Gaming toggle (F3-P6, gaming.active + gaming.disabled_backends). ctx gaming on flips the GPU-host backends (default herbert-chat + herbert-rerank) out of EVERY chain so the GPU is free to game; llama-cpu and any external backend stay in as failover. The flip is a settings write — admin-gated (an ungated toggle would let any tenant key flip the system's egress topology), and persistent: it SURVIVES a restart (the dream-mode break path, where a restart drops the GPU lock, is the anti-pattern it avoids) and takes effect on the next chain without one, via a synchronous reload. In-flight requests finish normally; the dream cycle-skip (above) already covers the back-off-curve integrity. A name in the disabled list matching no live backend surfaces as unknown_backends (a typo would otherwise leave the GPU busy). Per-backend runtime detail stays in the admin-gated ctx backends; /health never carries the gaming flag (it would be an "admin sits at the GPU host" presence oracle).

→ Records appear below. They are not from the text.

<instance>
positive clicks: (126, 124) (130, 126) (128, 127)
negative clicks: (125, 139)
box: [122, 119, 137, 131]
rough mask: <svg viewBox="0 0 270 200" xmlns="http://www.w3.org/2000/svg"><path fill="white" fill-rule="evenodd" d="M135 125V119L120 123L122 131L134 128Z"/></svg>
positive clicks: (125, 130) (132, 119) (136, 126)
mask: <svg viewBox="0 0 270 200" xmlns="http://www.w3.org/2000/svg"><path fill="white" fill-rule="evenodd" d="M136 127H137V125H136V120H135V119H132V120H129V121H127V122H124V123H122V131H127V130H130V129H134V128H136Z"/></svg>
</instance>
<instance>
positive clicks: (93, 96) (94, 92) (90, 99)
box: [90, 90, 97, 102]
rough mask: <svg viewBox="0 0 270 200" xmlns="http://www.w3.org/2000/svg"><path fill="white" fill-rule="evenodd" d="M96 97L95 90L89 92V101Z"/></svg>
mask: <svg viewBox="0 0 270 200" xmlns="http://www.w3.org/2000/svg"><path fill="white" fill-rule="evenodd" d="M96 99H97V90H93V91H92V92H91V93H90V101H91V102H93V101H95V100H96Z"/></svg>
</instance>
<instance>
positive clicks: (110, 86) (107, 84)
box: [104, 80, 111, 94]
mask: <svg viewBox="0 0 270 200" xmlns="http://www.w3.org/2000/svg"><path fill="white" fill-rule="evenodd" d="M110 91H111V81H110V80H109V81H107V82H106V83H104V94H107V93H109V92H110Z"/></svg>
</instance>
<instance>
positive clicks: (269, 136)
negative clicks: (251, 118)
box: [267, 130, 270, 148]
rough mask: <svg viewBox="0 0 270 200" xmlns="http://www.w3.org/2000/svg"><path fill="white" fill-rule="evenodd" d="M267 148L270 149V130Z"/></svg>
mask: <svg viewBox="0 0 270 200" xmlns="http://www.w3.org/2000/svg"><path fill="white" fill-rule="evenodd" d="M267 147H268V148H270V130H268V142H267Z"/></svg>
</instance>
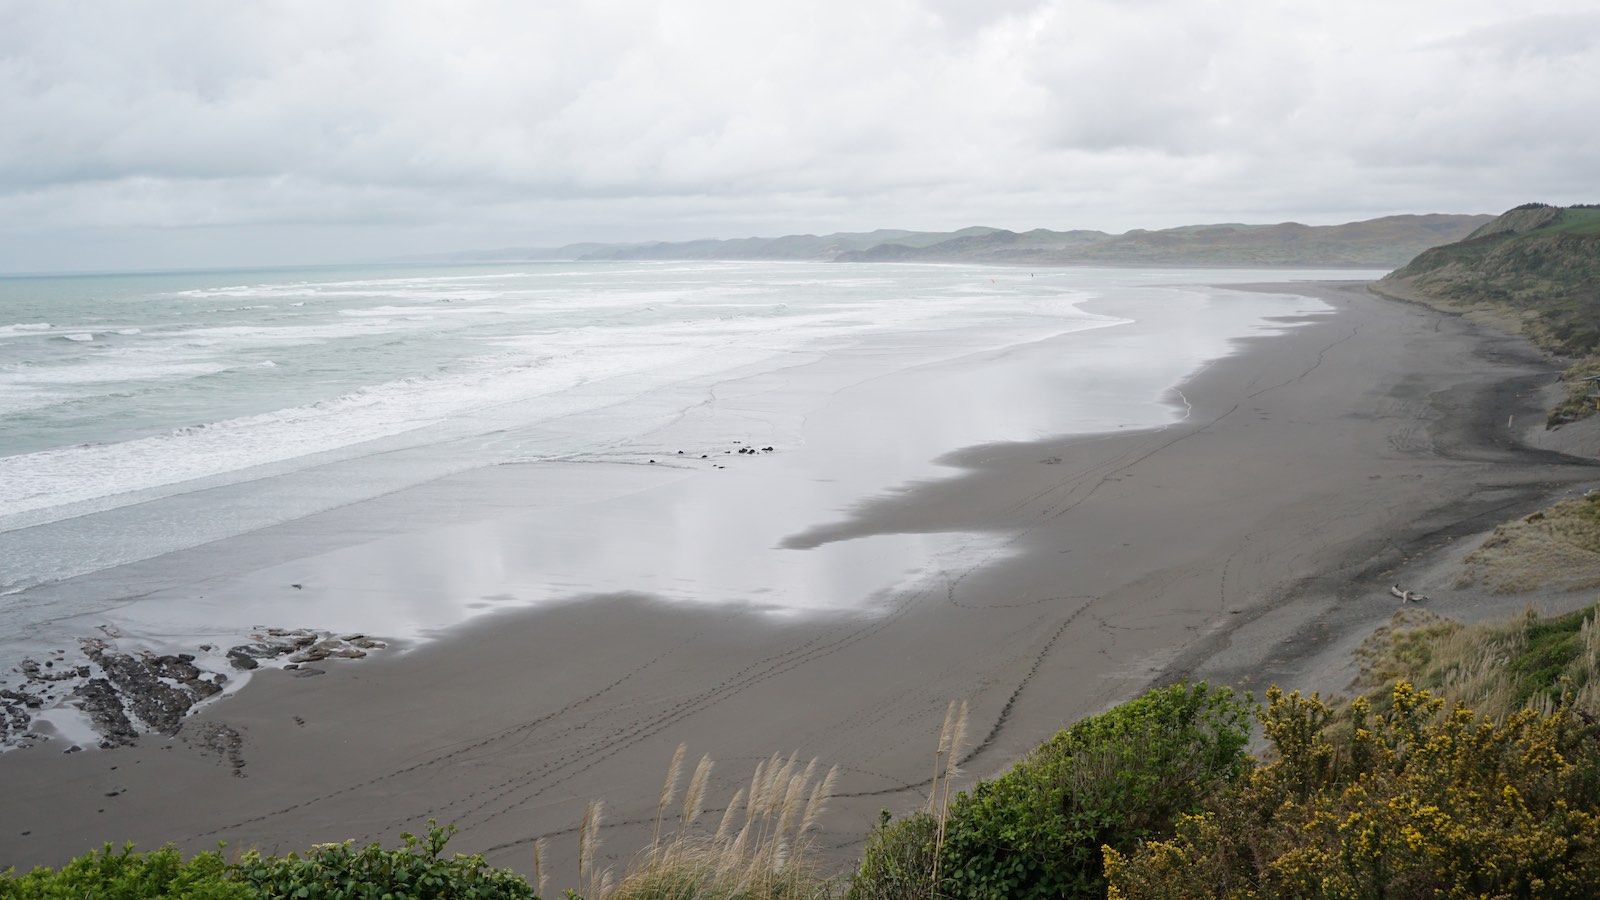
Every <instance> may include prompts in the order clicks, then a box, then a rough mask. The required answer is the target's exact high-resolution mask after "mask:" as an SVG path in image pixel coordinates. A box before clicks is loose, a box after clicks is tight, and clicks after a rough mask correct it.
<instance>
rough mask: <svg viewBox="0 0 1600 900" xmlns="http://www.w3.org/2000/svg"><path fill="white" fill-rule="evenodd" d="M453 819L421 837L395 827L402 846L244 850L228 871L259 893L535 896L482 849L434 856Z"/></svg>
mask: <svg viewBox="0 0 1600 900" xmlns="http://www.w3.org/2000/svg"><path fill="white" fill-rule="evenodd" d="M454 831H456V830H454V826H440V825H435V823H434V820H429V823H427V838H426V839H422V838H418V836H414V834H402V839H403V841H405V847H400V849H394V850H386V849H382V847H381V846H378V844H368V846H366V847H362V849H358V850H357V849H354V847H352V846H350V842H344V844H323V846H320V847H314V849H312V850H310V852H307V854H306V855H304V857H302V855H298V854H290V855H288V857H262V855H261V854H258V852H254V850H251V852H246V854H245V855H243V857H240V860H238V863H235V865H234V866H232V874H234V876H235V878H238V879H240V881H242V882H243V884H246V886H250V887H253V889H256V892H259V894H258V895H259V897H285V898H307V900H435V898H437V900H450V898H482V900H538V892H536V890H534V889H533V887H531V886H530V884H528V882H526V881H525V879H523V878H522V876H520V874H517V873H512V871H510V870H499V868H493V866H490V865H488V863H485V862H483V857H482V855H459V854H458V855H454V857H450V858H445V857H442V854H443V850H445V844H446V842H448V841H450V836H451V834H454Z"/></svg>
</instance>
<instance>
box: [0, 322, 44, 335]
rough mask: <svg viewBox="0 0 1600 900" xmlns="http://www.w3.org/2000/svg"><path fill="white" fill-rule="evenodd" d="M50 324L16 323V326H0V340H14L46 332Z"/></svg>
mask: <svg viewBox="0 0 1600 900" xmlns="http://www.w3.org/2000/svg"><path fill="white" fill-rule="evenodd" d="M48 330H50V322H18V323H16V325H0V338H16V336H24V335H37V333H40V331H48Z"/></svg>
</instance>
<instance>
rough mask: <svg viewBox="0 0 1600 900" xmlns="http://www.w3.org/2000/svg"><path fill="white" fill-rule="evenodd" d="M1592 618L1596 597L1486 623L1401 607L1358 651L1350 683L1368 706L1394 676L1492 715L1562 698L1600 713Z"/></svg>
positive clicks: (1487, 715) (1455, 702) (1435, 696)
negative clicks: (1363, 694)
mask: <svg viewBox="0 0 1600 900" xmlns="http://www.w3.org/2000/svg"><path fill="white" fill-rule="evenodd" d="M1597 618H1600V604H1595V605H1592V607H1587V609H1582V610H1576V612H1571V613H1566V615H1558V617H1542V615H1539V613H1538V612H1536V610H1534V609H1533V607H1528V609H1525V610H1523V612H1522V613H1518V615H1515V617H1512V618H1509V620H1506V621H1498V623H1490V625H1462V623H1459V621H1453V620H1448V618H1445V617H1440V615H1437V613H1432V612H1426V610H1402V612H1398V613H1395V618H1394V621H1392V623H1390V625H1389V626H1386V628H1381V629H1379V631H1378V633H1374V634H1373V636H1371V637H1368V639H1366V642H1365V644H1363V645H1362V647H1360V650H1357V658H1358V660H1360V663H1362V674H1360V677H1358V679H1357V682H1355V687H1357V690H1362V692H1363V693H1365V697H1366V701H1368V703H1370V705H1371V706H1373V708H1374V709H1384V705H1386V703H1387V700H1389V697H1390V695H1392V690H1394V685H1395V684H1397V682H1410V684H1414V685H1416V687H1418V689H1421V690H1427V692H1430V693H1434V695H1435V697H1440V698H1443V700H1446V701H1450V703H1466V705H1467V706H1470V708H1472V709H1475V711H1477V713H1478V714H1480V716H1483V717H1488V719H1493V721H1504V719H1506V717H1507V716H1514V714H1517V713H1520V711H1523V709H1533V711H1536V713H1541V714H1546V716H1549V714H1554V713H1555V709H1558V708H1560V706H1562V705H1566V706H1568V708H1570V709H1573V711H1574V713H1576V714H1579V716H1586V717H1589V719H1600V628H1597Z"/></svg>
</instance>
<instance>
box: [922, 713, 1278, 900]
mask: <svg viewBox="0 0 1600 900" xmlns="http://www.w3.org/2000/svg"><path fill="white" fill-rule="evenodd" d="M1248 740H1250V705H1248V701H1242V700H1238V698H1237V697H1235V695H1234V692H1232V690H1229V689H1210V687H1206V685H1205V684H1194V685H1190V684H1176V685H1171V687H1165V689H1158V690H1152V692H1149V693H1146V695H1144V697H1141V698H1138V700H1133V701H1130V703H1123V705H1122V706H1117V708H1114V709H1109V711H1107V713H1102V714H1099V716H1093V717H1088V719H1083V721H1082V722H1078V724H1075V725H1072V727H1070V729H1066V730H1062V732H1059V733H1058V735H1056V737H1054V738H1053V740H1051V741H1050V743H1045V745H1043V746H1040V748H1037V749H1035V751H1034V753H1030V754H1029V756H1027V757H1026V759H1022V761H1021V762H1018V765H1016V767H1014V769H1011V770H1010V772H1006V773H1005V775H1002V777H1000V778H995V780H992V781H982V783H979V785H978V786H976V788H974V790H973V793H971V794H962V796H958V798H957V801H955V804H954V807H952V809H950V820H949V823H947V826H946V828H947V836H946V844H944V850H942V854H941V857H939V868H941V882H939V889H941V892H942V894H944V895H947V897H960V898H973V900H990V898H995V897H1008V898H1045V897H1051V898H1053V897H1104V894H1106V881H1104V876H1102V857H1101V846H1110V847H1117V849H1122V850H1131V849H1133V847H1134V846H1136V844H1138V842H1139V841H1144V839H1152V838H1165V836H1170V834H1171V833H1173V831H1171V830H1173V825H1171V823H1173V820H1176V818H1178V817H1179V815H1182V814H1187V812H1194V810H1197V809H1198V804H1200V802H1202V801H1205V799H1206V798H1210V796H1211V794H1214V793H1218V791H1221V790H1222V788H1224V786H1227V783H1230V781H1232V780H1234V778H1235V777H1238V775H1240V773H1242V772H1243V770H1245V769H1246V767H1248V757H1246V756H1245V745H1246V743H1248Z"/></svg>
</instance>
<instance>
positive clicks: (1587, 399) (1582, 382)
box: [1547, 356, 1600, 424]
mask: <svg viewBox="0 0 1600 900" xmlns="http://www.w3.org/2000/svg"><path fill="white" fill-rule="evenodd" d="M1590 375H1600V356H1590V357H1586V359H1581V360H1578V362H1574V364H1573V365H1570V367H1566V370H1565V372H1562V383H1563V384H1566V396H1565V397H1562V400H1560V402H1558V404H1555V407H1554V408H1552V410H1550V418H1549V421H1547V424H1562V423H1568V421H1578V420H1581V418H1586V416H1590V415H1594V413H1595V402H1594V400H1590V399H1589V392H1590V391H1595V389H1600V383H1595V381H1584V378H1589V376H1590Z"/></svg>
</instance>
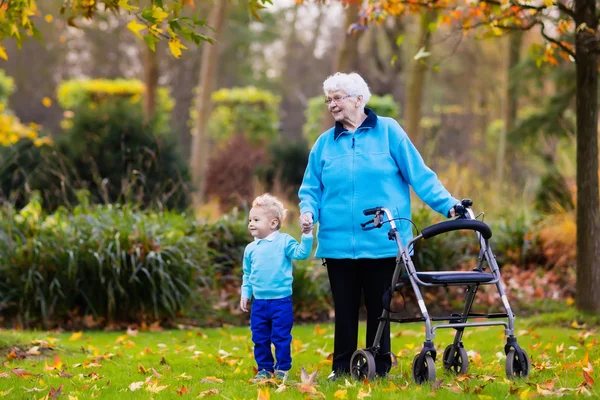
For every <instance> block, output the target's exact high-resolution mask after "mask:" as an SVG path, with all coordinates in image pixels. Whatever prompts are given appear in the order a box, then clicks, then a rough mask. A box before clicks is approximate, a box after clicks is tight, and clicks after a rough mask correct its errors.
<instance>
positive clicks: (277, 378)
mask: <svg viewBox="0 0 600 400" xmlns="http://www.w3.org/2000/svg"><path fill="white" fill-rule="evenodd" d="M287 377H288V371H275V379H279V380H280V381H287Z"/></svg>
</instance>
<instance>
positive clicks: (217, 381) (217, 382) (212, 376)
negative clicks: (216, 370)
mask: <svg viewBox="0 0 600 400" xmlns="http://www.w3.org/2000/svg"><path fill="white" fill-rule="evenodd" d="M200 383H223V379H220V378H217V377H216V376H207V377H205V378H203V379H202V380H201V381H200Z"/></svg>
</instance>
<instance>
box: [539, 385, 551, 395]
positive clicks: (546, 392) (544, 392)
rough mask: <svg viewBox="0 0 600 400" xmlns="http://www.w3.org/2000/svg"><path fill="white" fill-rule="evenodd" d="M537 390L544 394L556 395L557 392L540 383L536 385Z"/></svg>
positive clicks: (542, 394) (540, 393) (539, 393)
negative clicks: (555, 393)
mask: <svg viewBox="0 0 600 400" xmlns="http://www.w3.org/2000/svg"><path fill="white" fill-rule="evenodd" d="M536 389H537V392H538V393H539V394H541V395H542V396H554V395H555V393H554V392H553V391H552V390H548V389H544V388H542V387H541V386H540V385H536Z"/></svg>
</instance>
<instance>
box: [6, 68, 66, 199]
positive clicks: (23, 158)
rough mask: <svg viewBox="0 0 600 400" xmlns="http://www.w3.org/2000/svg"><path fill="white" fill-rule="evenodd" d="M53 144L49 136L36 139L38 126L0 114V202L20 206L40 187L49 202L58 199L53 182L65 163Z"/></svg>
mask: <svg viewBox="0 0 600 400" xmlns="http://www.w3.org/2000/svg"><path fill="white" fill-rule="evenodd" d="M0 81H1V79H0ZM0 86H1V83H0ZM52 144H53V143H52V139H51V138H50V137H49V136H43V137H40V136H39V132H38V126H37V125H35V124H29V125H24V124H22V123H21V121H19V119H18V118H17V117H15V116H13V115H9V114H5V113H0V201H9V202H11V203H12V204H13V205H15V206H16V207H18V208H20V207H23V206H24V205H25V204H26V203H27V201H28V197H29V194H30V193H31V191H32V190H35V189H36V188H39V187H42V186H43V187H47V188H48V189H49V190H47V193H45V197H47V198H49V199H51V201H54V200H57V199H59V198H60V197H61V187H60V184H59V185H58V186H57V185H55V184H54V183H55V182H56V181H57V179H56V177H57V176H60V175H61V174H60V172H57V171H60V169H61V165H64V164H63V163H61V161H62V159H61V157H59V156H57V155H55V154H54V153H55V151H54V147H53V145H52ZM51 189H52V190H51Z"/></svg>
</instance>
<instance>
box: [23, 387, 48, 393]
mask: <svg viewBox="0 0 600 400" xmlns="http://www.w3.org/2000/svg"><path fill="white" fill-rule="evenodd" d="M21 387H22V388H23V390H25V391H26V392H43V391H44V389H40V388H36V387H32V388H31V389H28V388H26V387H25V386H21Z"/></svg>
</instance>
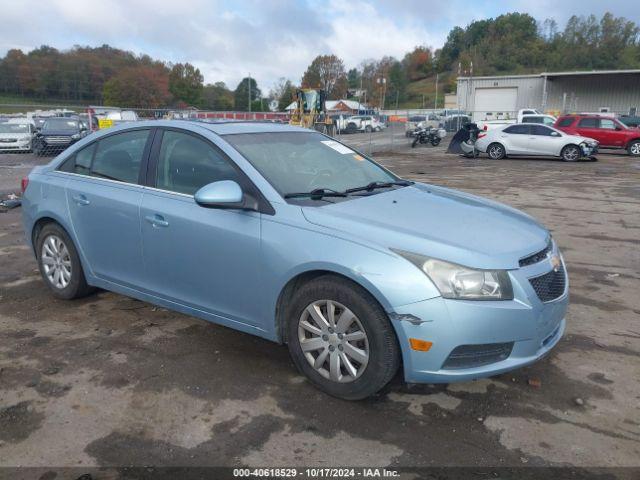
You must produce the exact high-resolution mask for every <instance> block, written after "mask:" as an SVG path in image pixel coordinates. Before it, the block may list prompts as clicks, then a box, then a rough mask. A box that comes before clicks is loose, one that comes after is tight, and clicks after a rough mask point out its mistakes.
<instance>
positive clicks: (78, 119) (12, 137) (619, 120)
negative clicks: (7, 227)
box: [0, 103, 640, 156]
mask: <svg viewBox="0 0 640 480" xmlns="http://www.w3.org/2000/svg"><path fill="white" fill-rule="evenodd" d="M520 113H521V114H522V113H523V112H522V111H521V112H520ZM524 113H526V114H527V115H526V116H525V117H522V116H521V117H520V118H518V112H516V111H509V112H463V111H460V110H455V109H438V110H436V109H424V110H404V111H401V110H394V111H384V112H382V113H380V114H376V115H357V114H354V113H352V112H333V113H330V116H331V118H332V120H333V123H334V128H333V131H334V133H333V135H334V136H335V137H336V138H337V139H338V140H339V141H341V142H343V143H345V144H347V145H349V146H351V147H352V148H354V149H356V150H359V151H361V152H363V153H365V154H369V155H373V154H376V153H382V152H405V153H406V152H411V151H421V149H424V148H433V147H436V148H440V149H443V148H446V146H447V145H448V144H449V141H450V139H451V137H452V136H453V135H455V133H456V132H457V131H458V130H460V129H461V128H462V127H463V126H464V125H466V124H468V123H470V122H475V123H477V124H478V126H479V127H480V129H486V130H489V129H493V128H498V127H500V126H504V125H505V124H510V123H516V122H517V121H518V120H521V121H526V122H533V123H543V124H547V125H552V124H553V122H554V121H555V116H556V115H558V114H559V113H560V112H547V113H540V112H535V111H529V112H524ZM593 113H596V112H593ZM630 113H631V112H629V111H627V112H599V113H598V114H599V115H602V116H614V117H616V118H617V119H618V120H619V121H621V122H622V123H625V124H627V125H628V126H630V127H636V126H638V125H639V124H640V118H638V117H636V116H635V115H630ZM554 114H555V115H554ZM160 119H164V120H198V121H267V122H277V123H287V122H288V121H289V115H288V114H287V113H284V112H238V111H216V112H209V111H201V110H197V109H184V110H179V109H149V108H127V107H125V108H115V107H104V106H95V105H38V104H25V105H19V104H1V103H0V152H2V153H6V152H9V151H14V152H33V153H35V154H36V155H44V156H49V155H55V154H57V153H59V152H61V151H63V150H64V149H65V148H67V147H68V146H70V145H72V144H73V143H75V142H77V141H78V140H80V139H82V138H84V137H85V136H87V135H90V134H91V133H92V132H95V131H97V130H102V129H105V128H110V127H113V126H115V125H118V124H120V123H125V122H135V121H139V120H160ZM424 127H426V128H433V129H436V130H437V131H438V133H439V135H438V137H439V138H440V140H439V141H438V144H437V145H434V143H435V142H429V143H427V144H422V143H417V142H415V141H414V140H415V132H416V130H417V129H418V128H424Z"/></svg>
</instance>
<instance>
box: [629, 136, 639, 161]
mask: <svg viewBox="0 0 640 480" xmlns="http://www.w3.org/2000/svg"><path fill="white" fill-rule="evenodd" d="M627 153H628V154H629V155H631V156H632V157H640V140H634V141H633V142H631V143H630V144H629V146H628V147H627Z"/></svg>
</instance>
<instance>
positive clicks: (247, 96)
mask: <svg viewBox="0 0 640 480" xmlns="http://www.w3.org/2000/svg"><path fill="white" fill-rule="evenodd" d="M247 92H248V93H247V99H248V101H249V112H251V72H249V76H248V77H247Z"/></svg>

Sensitivity LLM audit (G41). ctx blocks audit start (manage action blocks-audit-start, admin) classifies every home-scope block still at sensitivity_source='default' out of the fail-closed credentials default: two SEPARATE yes/no questions per block over the classify role chain — "beinhaltet dieser block möglicherweise schützenswerte credentials?" and "beinhaltet dieser block möglicherweise personenbezogene daten?" — answered as strict JSON booleans (deliberately NO confidence field: local-model self-reported confidence is uncalibrated). Verdict table: credentials-ja keeps credentials (the personal question is skipped), nein+personal-ja → personal, nein×2 → internal; public is never assigned by the audit — that stays manual. A parse failure is no verdict (the block keeps the credentials default and a 24h retry cooldown via sensitivity_audited_at); a chain/backend failure aborts the run instead of cooling down blocks the model never judged. manual rows are untouchable by the SQL predicate itself (WHERE sensitivity_source='default'), a concurrent manual classification between pick and verdict discards the verdict. The classify role is hard-local: backend-create/update rejects classify on locality='external' with 422 and — unlike embed — there is no metadata escape hatch, because audit prompts carry unclassified block content by definition (full-trust ZDR included); the chain executor additionally drops external rows at call time. Before a bulk run, gate with a sample: ctx blocks audit sample --n 30 classifies 30 random pending blocks WITHOUT writing and reports the would-be verdicts in blocks-audit-status for manual accuracy review. Every wire call writes a slim llmlog row (pipeline sensitivity-audit, block id attached, no bodies).

Credentials pattern detector (G40). A deterministic, LLM-free scanner (internal/sensitivity) that only ever RAISES content to credentials — never downgrades. It runs at two points automatically: on POST /api/store (a content hit forces credentials with sensitivity_source='pattern' and records the secret-free reason in metadata.sensitivity_detector) and on POST /api/query (a hit in the query text raises the operation's required sensitivity, so a query carrying a secret can never reach a lower-trust backend). Rule set, precision over recall (a false positive permanently blocks external failover for that block, so generic blobs that collide with this corpus's git SHAs and content hashes are avoided): AWS key ids, PEM private-key headers, JWTs, vendor token prefixes (sk-/ghp_/xox…/AIza…/glpat-), entropy- and placeholder-gated secret assignments, high-entropy base64 blobs (≥32 chars, >4.5 bits/char), long hex blobs (≥64). The bulk re-audit ctx blocks classify start (manage action blocks-classify-start, admin) keyset-walks every home-scope block that is not already credentials and not manual, raising hits to credentials/pattern — the deterministic veto against the G41 audit (a pattern row is outside the audit's source='default' pick set, so the LLM can never downgrade a pattern hit). manual stays untouchable; credentials blocks are left intact (upgrade-only); the write predicate re-checks both invariants race-safe. Always dry-run first (ctx blocks classify dry-run) — it scans the real corpus WITHOUT writing and lists exactly what would be raised, the empirical false-positive gate before committing. Once the corpus is classified, pool.default_block_sensitivity can be lowered to personal via the guarded settings write.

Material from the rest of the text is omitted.